Many procedures can be performed at follow-up visits. I will highlight only three procedures that I often use to problem solve.
Over-refraction
At any aftercare visit, over-refraction can reveal power changes required due to unanticipated lacrimal lens formations, changes in refractive error, patient-induced lens power changes, lens warpage or lens flexure. A common clinical technique during subjective refraction is obtaining both spherical and sphero-cylindrical endpoints. In cases of spherical lens fitting, spherical power modifications can be demonstrated and the resultant visual acuity measured.

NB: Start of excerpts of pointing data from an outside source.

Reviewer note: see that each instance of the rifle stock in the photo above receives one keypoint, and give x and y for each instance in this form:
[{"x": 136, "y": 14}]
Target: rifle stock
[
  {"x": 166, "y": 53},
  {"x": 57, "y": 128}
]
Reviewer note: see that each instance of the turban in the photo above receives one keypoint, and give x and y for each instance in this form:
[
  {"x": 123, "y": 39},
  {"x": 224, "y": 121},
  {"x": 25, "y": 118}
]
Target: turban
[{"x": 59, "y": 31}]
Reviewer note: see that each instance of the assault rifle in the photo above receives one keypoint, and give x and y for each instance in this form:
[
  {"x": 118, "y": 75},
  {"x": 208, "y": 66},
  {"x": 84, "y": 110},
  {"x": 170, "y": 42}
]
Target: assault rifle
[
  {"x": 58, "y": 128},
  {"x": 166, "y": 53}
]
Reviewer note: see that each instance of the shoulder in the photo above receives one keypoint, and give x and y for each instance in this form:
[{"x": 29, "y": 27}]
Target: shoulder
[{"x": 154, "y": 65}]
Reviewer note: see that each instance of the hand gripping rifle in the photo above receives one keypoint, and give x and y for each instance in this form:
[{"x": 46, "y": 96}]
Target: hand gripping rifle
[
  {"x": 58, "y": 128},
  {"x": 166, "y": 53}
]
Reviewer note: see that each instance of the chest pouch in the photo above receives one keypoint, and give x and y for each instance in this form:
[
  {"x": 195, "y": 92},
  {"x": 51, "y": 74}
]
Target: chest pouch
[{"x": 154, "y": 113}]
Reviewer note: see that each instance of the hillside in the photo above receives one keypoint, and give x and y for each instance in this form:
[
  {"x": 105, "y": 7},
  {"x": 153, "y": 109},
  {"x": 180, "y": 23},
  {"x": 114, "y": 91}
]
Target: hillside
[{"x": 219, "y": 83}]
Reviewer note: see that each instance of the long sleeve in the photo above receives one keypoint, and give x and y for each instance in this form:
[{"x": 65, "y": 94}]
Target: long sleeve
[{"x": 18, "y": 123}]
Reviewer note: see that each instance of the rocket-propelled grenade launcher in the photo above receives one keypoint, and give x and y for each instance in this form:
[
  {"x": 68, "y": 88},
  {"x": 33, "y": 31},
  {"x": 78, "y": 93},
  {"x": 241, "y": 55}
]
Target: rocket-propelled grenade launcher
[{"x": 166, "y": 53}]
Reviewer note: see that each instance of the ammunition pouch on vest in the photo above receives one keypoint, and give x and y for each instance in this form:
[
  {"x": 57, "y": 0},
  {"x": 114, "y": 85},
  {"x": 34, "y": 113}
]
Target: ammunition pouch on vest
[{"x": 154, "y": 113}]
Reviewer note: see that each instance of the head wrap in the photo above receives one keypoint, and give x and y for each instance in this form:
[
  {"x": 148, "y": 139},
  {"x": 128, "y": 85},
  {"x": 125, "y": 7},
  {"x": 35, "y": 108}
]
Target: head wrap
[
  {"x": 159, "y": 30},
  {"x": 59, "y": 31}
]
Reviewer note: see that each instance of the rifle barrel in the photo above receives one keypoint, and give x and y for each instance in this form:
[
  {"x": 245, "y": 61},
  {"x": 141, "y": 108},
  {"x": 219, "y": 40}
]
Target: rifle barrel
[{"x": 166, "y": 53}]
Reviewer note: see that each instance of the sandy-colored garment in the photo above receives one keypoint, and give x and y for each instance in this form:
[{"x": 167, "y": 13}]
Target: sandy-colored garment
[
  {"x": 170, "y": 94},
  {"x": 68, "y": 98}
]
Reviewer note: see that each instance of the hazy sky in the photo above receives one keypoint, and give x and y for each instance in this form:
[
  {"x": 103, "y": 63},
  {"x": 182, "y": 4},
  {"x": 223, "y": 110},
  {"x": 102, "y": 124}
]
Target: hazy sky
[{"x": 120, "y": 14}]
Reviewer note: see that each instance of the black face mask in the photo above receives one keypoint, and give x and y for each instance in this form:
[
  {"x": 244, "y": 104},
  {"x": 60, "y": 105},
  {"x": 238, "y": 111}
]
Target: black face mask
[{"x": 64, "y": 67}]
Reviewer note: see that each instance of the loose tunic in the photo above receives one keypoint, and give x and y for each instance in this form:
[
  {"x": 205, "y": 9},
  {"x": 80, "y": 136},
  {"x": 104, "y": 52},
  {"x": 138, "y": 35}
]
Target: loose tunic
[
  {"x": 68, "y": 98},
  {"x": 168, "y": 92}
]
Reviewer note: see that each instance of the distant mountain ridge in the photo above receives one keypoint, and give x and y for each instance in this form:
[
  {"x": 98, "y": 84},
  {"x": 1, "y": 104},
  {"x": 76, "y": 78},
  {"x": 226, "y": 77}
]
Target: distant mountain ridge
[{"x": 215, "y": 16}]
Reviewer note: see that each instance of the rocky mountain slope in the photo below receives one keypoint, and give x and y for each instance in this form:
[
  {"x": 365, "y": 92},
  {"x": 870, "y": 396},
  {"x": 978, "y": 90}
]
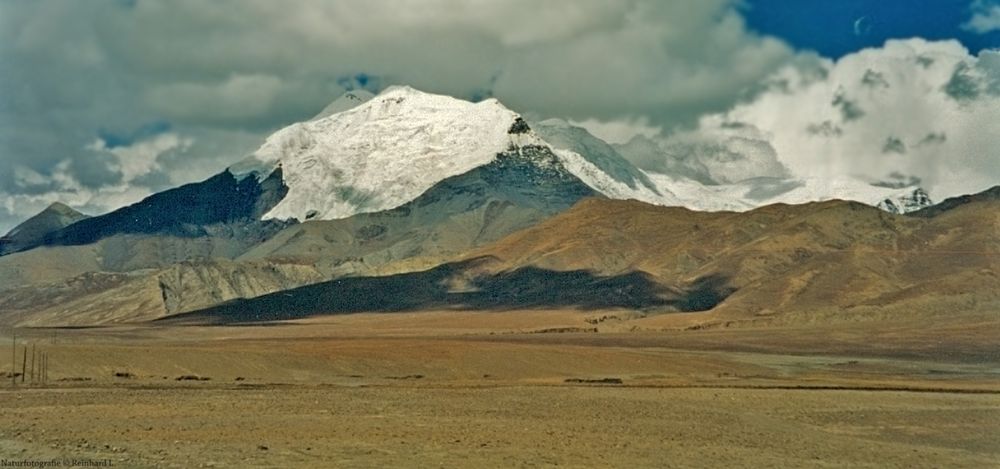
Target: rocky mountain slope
[
  {"x": 34, "y": 230},
  {"x": 831, "y": 260}
]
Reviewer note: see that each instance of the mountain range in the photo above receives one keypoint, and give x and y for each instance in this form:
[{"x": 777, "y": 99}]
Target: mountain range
[{"x": 408, "y": 191}]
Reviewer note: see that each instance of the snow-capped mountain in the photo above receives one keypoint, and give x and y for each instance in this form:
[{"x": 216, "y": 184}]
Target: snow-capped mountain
[{"x": 387, "y": 150}]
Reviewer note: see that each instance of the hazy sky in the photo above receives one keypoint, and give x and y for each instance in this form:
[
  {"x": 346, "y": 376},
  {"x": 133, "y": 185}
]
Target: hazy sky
[{"x": 105, "y": 101}]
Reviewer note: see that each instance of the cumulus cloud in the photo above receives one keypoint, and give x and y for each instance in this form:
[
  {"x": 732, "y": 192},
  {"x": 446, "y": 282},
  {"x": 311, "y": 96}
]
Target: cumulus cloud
[
  {"x": 985, "y": 17},
  {"x": 911, "y": 110},
  {"x": 225, "y": 73}
]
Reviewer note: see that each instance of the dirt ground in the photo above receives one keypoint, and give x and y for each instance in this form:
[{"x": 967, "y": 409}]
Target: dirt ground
[{"x": 504, "y": 390}]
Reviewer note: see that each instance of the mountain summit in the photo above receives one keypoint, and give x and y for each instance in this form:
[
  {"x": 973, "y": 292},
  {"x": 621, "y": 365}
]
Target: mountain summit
[{"x": 388, "y": 150}]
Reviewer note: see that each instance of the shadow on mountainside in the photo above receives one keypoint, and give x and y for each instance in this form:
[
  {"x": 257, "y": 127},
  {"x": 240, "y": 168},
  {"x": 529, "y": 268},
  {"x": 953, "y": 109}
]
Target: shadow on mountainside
[{"x": 450, "y": 286}]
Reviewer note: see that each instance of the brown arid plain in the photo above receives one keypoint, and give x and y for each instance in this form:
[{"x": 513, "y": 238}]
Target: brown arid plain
[
  {"x": 512, "y": 389},
  {"x": 616, "y": 334}
]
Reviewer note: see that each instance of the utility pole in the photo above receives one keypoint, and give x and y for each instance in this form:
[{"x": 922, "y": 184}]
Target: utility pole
[
  {"x": 32, "y": 362},
  {"x": 13, "y": 357}
]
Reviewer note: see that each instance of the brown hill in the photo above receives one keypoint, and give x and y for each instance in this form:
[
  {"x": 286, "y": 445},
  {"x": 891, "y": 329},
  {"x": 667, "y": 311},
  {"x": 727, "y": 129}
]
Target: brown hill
[{"x": 813, "y": 262}]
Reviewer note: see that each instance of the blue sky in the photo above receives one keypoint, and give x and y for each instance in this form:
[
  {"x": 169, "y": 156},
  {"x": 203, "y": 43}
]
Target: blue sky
[
  {"x": 828, "y": 26},
  {"x": 103, "y": 102}
]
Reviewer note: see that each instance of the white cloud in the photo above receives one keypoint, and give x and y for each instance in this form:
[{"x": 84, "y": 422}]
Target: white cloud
[
  {"x": 927, "y": 110},
  {"x": 621, "y": 130},
  {"x": 985, "y": 18},
  {"x": 142, "y": 158}
]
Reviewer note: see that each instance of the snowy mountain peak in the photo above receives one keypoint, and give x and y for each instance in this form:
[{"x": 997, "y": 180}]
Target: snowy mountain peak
[
  {"x": 383, "y": 152},
  {"x": 348, "y": 100}
]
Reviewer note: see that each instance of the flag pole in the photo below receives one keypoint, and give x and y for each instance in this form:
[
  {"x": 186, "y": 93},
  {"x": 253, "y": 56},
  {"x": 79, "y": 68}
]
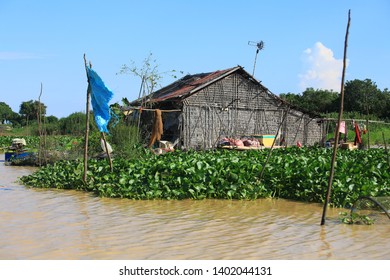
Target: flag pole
[
  {"x": 108, "y": 154},
  {"x": 87, "y": 128},
  {"x": 86, "y": 125},
  {"x": 337, "y": 134}
]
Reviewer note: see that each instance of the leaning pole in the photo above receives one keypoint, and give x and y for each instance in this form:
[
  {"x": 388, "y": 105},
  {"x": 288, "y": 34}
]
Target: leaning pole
[{"x": 336, "y": 137}]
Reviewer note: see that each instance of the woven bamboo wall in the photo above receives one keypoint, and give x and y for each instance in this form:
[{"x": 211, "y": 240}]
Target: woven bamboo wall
[{"x": 236, "y": 107}]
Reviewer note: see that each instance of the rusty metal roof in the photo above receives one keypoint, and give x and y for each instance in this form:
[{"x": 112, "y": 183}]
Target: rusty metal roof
[{"x": 189, "y": 84}]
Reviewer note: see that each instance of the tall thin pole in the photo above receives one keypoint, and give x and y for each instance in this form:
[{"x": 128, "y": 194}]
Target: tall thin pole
[
  {"x": 108, "y": 153},
  {"x": 86, "y": 125},
  {"x": 273, "y": 144},
  {"x": 337, "y": 134},
  {"x": 254, "y": 65}
]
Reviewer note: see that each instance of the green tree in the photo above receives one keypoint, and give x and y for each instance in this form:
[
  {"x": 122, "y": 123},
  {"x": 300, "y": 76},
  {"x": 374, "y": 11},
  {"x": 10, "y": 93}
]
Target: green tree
[
  {"x": 6, "y": 113},
  {"x": 363, "y": 97},
  {"x": 30, "y": 110},
  {"x": 317, "y": 101}
]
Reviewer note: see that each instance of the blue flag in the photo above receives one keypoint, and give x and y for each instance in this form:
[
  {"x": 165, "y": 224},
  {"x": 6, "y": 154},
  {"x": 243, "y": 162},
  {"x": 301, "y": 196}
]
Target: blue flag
[{"x": 100, "y": 96}]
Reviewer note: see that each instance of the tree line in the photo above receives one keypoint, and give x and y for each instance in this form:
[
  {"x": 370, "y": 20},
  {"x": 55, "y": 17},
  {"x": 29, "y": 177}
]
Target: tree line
[
  {"x": 29, "y": 113},
  {"x": 361, "y": 97}
]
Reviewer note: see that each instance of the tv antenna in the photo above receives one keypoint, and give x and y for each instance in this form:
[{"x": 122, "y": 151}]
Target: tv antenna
[{"x": 259, "y": 46}]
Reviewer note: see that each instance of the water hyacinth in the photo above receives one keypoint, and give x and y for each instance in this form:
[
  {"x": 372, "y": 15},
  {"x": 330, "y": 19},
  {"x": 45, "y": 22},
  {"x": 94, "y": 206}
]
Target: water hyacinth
[{"x": 292, "y": 173}]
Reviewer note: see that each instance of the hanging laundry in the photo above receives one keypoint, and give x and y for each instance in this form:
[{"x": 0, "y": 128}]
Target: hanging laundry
[
  {"x": 342, "y": 127},
  {"x": 358, "y": 139}
]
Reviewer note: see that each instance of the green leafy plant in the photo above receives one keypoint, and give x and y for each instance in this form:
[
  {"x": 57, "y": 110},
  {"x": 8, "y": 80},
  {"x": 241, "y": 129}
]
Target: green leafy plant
[{"x": 355, "y": 218}]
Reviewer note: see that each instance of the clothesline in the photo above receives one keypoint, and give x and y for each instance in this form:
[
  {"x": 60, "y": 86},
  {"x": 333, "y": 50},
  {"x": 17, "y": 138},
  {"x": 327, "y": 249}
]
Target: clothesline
[
  {"x": 357, "y": 120},
  {"x": 153, "y": 110}
]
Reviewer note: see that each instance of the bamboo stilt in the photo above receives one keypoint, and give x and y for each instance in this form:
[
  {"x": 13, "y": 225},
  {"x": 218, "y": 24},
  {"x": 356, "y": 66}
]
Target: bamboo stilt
[
  {"x": 108, "y": 154},
  {"x": 86, "y": 126},
  {"x": 337, "y": 134}
]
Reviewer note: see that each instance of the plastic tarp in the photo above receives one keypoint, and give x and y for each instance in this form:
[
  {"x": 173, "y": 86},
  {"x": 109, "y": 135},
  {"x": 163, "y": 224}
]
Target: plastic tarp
[{"x": 100, "y": 96}]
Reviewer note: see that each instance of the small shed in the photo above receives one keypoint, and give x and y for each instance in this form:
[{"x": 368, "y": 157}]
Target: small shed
[{"x": 198, "y": 110}]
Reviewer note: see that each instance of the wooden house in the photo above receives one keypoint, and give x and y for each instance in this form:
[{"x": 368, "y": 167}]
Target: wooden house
[{"x": 198, "y": 110}]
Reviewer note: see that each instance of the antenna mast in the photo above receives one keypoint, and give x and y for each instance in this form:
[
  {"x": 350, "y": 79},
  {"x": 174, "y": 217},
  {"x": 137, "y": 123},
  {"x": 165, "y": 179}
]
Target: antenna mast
[{"x": 259, "y": 46}]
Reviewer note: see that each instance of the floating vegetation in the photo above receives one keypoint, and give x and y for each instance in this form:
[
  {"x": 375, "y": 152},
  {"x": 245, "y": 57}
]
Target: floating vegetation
[{"x": 292, "y": 173}]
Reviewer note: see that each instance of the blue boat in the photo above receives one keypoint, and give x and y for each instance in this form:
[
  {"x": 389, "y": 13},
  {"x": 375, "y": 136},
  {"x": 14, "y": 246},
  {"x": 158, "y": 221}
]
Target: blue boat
[
  {"x": 13, "y": 155},
  {"x": 17, "y": 153}
]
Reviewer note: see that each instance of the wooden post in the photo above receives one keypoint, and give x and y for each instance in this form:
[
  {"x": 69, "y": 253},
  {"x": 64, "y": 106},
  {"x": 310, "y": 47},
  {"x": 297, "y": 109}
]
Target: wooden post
[
  {"x": 336, "y": 141},
  {"x": 108, "y": 154},
  {"x": 273, "y": 143},
  {"x": 386, "y": 151},
  {"x": 86, "y": 126}
]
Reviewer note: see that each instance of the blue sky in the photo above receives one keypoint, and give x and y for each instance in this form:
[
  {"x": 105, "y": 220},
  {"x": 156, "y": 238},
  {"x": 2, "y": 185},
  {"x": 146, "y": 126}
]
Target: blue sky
[{"x": 44, "y": 42}]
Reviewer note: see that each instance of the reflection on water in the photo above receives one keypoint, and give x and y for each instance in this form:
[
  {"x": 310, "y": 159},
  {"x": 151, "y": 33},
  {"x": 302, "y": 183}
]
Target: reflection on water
[{"x": 57, "y": 224}]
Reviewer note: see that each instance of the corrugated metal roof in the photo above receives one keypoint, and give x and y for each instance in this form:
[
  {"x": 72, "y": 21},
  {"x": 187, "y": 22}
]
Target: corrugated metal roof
[{"x": 189, "y": 84}]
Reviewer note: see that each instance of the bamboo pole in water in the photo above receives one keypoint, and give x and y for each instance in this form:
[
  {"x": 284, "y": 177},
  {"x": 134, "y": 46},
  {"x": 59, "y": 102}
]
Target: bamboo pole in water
[
  {"x": 86, "y": 125},
  {"x": 273, "y": 144},
  {"x": 386, "y": 150},
  {"x": 337, "y": 134}
]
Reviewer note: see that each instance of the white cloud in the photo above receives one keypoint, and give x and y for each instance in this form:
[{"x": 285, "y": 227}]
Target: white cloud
[
  {"x": 321, "y": 69},
  {"x": 18, "y": 56}
]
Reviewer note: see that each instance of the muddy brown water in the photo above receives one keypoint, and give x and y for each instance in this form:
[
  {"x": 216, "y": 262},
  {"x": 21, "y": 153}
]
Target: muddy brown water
[{"x": 56, "y": 224}]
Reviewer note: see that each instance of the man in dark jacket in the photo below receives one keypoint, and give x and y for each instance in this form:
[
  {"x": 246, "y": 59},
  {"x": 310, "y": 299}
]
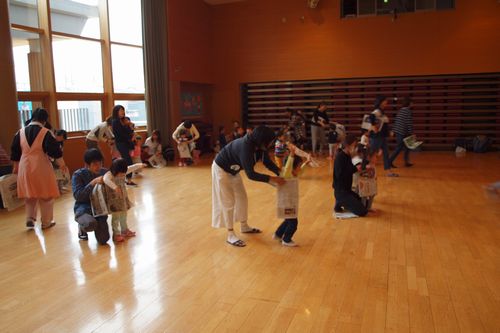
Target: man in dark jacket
[
  {"x": 84, "y": 180},
  {"x": 229, "y": 198},
  {"x": 403, "y": 127}
]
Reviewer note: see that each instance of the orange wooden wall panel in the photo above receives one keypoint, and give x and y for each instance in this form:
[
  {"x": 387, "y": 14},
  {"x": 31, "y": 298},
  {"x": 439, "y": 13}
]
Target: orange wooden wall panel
[{"x": 251, "y": 44}]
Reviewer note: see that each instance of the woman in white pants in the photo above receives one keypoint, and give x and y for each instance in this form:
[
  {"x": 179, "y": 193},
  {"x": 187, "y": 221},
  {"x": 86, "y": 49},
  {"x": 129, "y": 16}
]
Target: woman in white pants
[{"x": 229, "y": 197}]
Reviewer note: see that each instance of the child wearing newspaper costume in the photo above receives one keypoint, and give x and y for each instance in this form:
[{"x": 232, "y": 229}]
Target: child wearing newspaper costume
[
  {"x": 293, "y": 168},
  {"x": 119, "y": 203}
]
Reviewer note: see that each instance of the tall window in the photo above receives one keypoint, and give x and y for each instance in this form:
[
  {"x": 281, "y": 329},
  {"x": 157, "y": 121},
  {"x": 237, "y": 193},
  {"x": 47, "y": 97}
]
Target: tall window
[{"x": 77, "y": 57}]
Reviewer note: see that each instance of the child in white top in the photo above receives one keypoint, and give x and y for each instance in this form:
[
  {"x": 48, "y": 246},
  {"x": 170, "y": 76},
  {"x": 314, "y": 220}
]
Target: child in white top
[
  {"x": 115, "y": 179},
  {"x": 183, "y": 147}
]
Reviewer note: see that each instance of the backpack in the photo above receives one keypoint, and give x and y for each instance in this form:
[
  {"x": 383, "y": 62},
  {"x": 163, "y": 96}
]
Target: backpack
[
  {"x": 168, "y": 154},
  {"x": 481, "y": 144}
]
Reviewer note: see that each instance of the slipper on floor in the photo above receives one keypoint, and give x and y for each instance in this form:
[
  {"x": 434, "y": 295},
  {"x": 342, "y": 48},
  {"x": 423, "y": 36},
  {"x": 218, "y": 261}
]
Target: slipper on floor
[
  {"x": 252, "y": 231},
  {"x": 82, "y": 235},
  {"x": 238, "y": 243},
  {"x": 47, "y": 226}
]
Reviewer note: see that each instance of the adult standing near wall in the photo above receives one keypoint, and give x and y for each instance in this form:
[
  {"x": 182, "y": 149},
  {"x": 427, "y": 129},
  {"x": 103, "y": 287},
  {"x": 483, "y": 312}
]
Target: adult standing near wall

If the vision is inadequate, perform a sphero-cylindrical over-refraction. A repeatable cylindrical over-refraction can suggest spherical RGP lens flexure.
Thin RGP lenses can flex approximately one-third of the corneal toricity with increased chance of flexure with steeper and larger lenses. Flexure can be confirmed by manual or automated keratometry over the lenses. Any toricity detected will provide an index of lens flexure over a spherical RGP lens.
External Examination
Evaluating the patient's head posture, blink habits and palpebral aperture can provide important information on lens adaptation and lid effects. New RGP lens wearers often present with partial blinks or a narrowing of their palpebral aperture in an attempt to decrease lid sensations. However, RGP wear has also been shown to induce true acquired non-senile blepharoptosis from mechanical manipulation of the eyelids or mild contact lens-induced lid inflammation. The palpebral aperture can decrease by approximately 0.5mm in eyes which wear RGP contact lenses.
Fluorescein Evaluation
Lastly, a fluorescein pattern evaluation should always be performed either with the Burton lamp, the biomicroscope or both. The Burton lamp is limited as a single method of assessment because of its limited magnification and inability to observe the fluorescein patterns of materials incorporating ultraviolet blockers. The biomicroscope should be enhanced with a cobalt blue and a yellow barrier filter (Wratten #12 yellow) to enhance the contrast of the tear film.
Assess the fluorescein pattern at every aftercare visit to see if the lens fit has changed. In the early aftercare phase, fluorescein pattern interpretations can vary as the patient adapts to his lenses and reflex tearing subsides. It is not uncommon for a lens to be judged fit with apical clearance at a dispensing visit, yet recorded to be fit with apical touch at a progress evaluation. Alternatively, the peripheral lens system may appear steeper than initially documented once reflex tearing has subsided. This can be detected by insufficient edge clearance, peripheral seal-off or even an epithelial indentation ring.
Because corneal shape and posterior lens tear film thickness changes may change as the patient adapts to new lenses (which influence the examiner's interpretation of the lens fit), often RGP lens parameter changes are made at the two- or four-week aftercare visit when lens fitting relationships have stabilized.
Dr. Szczotka is an assistant professor at Case Western Reserve University Dept. of Ophthalmology and Director of the Contact Lens Service at University Hospitals of Cleveland.